Nostalgia run amok: Why Dallas cinephiles are embracing '80s relic VHS

The year is 2018, and many have abandoned DVDs and Blu-rays altogether for streaming services like Netflix. But would you believe some people are still using VHS? Yes, those analog videotapes you have to rewind. There's a resurgence of interest in this seemingly ancient physical media.

It's mostly about nostalgia run amok.

"As a child, I always wanted to go to the video store instead of the toy store," says VHS collector Eric Bindel. He remembers excitedly walking through the horror section of Blockbuster Video in the '90s. "The real reason I've gone back to VHS is to feel that enjoyment that I once felt as a kid."

Dawn Huestis, Jaime Luna, and Eli Luna check out gymnast Kurt Thomas' 1985 movie "Gymkata" at the VHS swap at Piranha Vintage in Richardson.

Piranha Vintage in Richardson rents VHS, and the store's monthly VHS swaps draw enough movie geeks to fill up the shop and spill out onto the sidewalk.

Eli Luna, a VHS collector, got back into tapes a few years ago when he realized there was an active community on Instagram. Like millions of others, he started abandoning VHS tapes in the late '90s. But Luna kept a few.

Then he got obsessed with VHS cover art, an endangered species of its own.

"I've always loved that cover art," he says. "Those tapes are like a time capsule of the era." He tries not to pay more that $40 for a rare VHS but admits to shelling $100 for certain titles. Many VHS tapes have hand-painted cover art, as opposed to the Photoshopped box art that became the norm with DVDs.

Another reason throwback movie buffs like VHS is because some films were released on the format and never made it to another.

On the first Tuesday of every month, Texas Theatre offers ironic consumption with its Tuesday Night Trash event.
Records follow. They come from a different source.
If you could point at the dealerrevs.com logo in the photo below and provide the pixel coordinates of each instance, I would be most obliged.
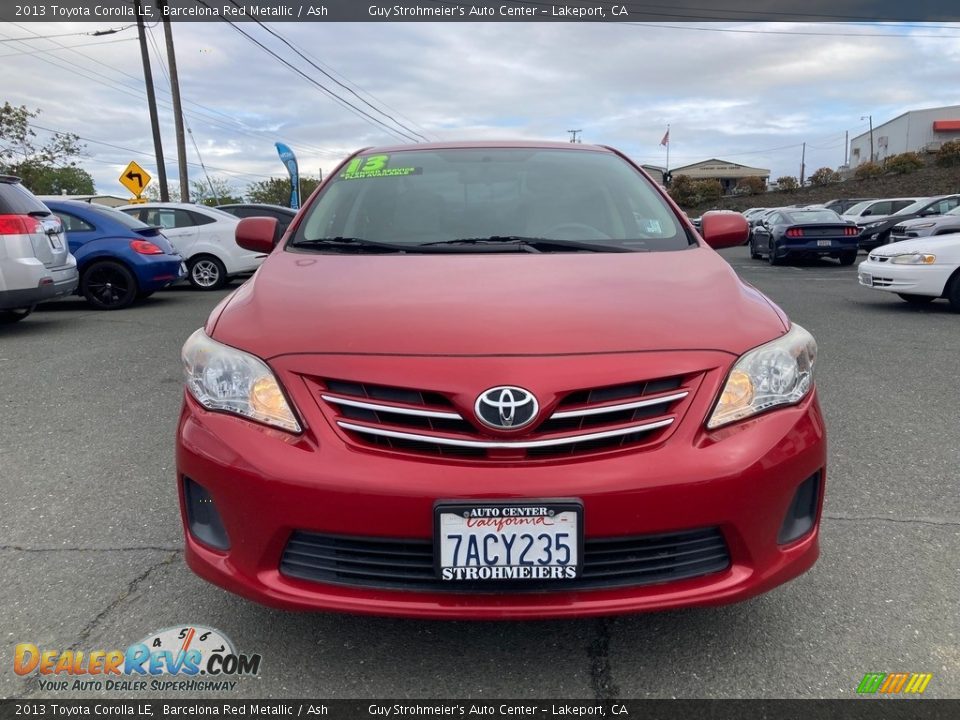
(188, 658)
(894, 683)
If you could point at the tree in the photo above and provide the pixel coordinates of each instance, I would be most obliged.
(824, 176)
(45, 168)
(68, 180)
(217, 191)
(276, 191)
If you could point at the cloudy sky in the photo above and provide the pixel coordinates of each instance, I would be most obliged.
(750, 93)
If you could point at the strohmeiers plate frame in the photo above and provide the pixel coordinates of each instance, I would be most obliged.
(459, 506)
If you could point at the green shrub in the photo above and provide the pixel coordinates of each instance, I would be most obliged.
(903, 164)
(868, 170)
(824, 176)
(949, 154)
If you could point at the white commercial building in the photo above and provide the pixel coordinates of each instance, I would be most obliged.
(914, 131)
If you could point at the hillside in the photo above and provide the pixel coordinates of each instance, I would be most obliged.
(931, 180)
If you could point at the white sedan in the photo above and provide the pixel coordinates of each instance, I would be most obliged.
(205, 236)
(919, 270)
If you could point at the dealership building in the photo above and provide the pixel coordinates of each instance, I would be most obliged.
(726, 172)
(914, 131)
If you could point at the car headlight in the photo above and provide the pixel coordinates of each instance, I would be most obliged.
(914, 259)
(777, 373)
(224, 378)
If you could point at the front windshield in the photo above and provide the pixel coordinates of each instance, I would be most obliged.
(859, 207)
(913, 207)
(415, 197)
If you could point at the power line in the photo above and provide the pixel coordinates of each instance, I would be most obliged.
(314, 82)
(95, 33)
(344, 86)
(65, 47)
(365, 92)
(147, 154)
(786, 32)
(140, 93)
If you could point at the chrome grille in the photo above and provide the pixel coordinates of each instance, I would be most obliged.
(582, 421)
(408, 564)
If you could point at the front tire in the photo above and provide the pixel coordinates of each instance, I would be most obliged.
(953, 293)
(916, 299)
(772, 256)
(8, 317)
(206, 273)
(108, 285)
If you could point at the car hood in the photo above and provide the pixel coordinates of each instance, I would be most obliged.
(930, 244)
(495, 304)
(937, 220)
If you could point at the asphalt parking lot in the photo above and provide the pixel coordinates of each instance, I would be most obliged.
(91, 536)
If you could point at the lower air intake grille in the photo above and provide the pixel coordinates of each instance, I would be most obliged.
(398, 564)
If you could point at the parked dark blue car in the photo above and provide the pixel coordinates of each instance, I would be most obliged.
(790, 233)
(121, 260)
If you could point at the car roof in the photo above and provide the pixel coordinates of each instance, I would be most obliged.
(507, 144)
(260, 206)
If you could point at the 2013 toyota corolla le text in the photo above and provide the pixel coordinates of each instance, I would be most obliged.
(498, 380)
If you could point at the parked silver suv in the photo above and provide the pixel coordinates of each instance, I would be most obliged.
(35, 261)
Featuring low-budget films and trailers, they're often unintentionally hilarious — so bad they are good. Many of these old films are screened in VHS because it's the best available format.

Across the street, Top Ten Records in Dallas recently started carrying VHS. Top Ten is now a nonprofit that spotlights areas of consumer media culture, explains Barak Epstein, the Texas Theatre operator and board chair of the nonprofit.

Top Ten Records will eventually carry even more obscure formats, Epstein says. But for now, VHS tapes are a hot, new addition to their collection, believe it or not. He has definitely noticed a resurgence in VHS interest. But whether it's merited is another question.

"People were comparing it to the vinyl record resurgence," he says. "But you can make an argument that vinyl is superior to modern formats. It's hard to make an argument that VHS is superior to anything."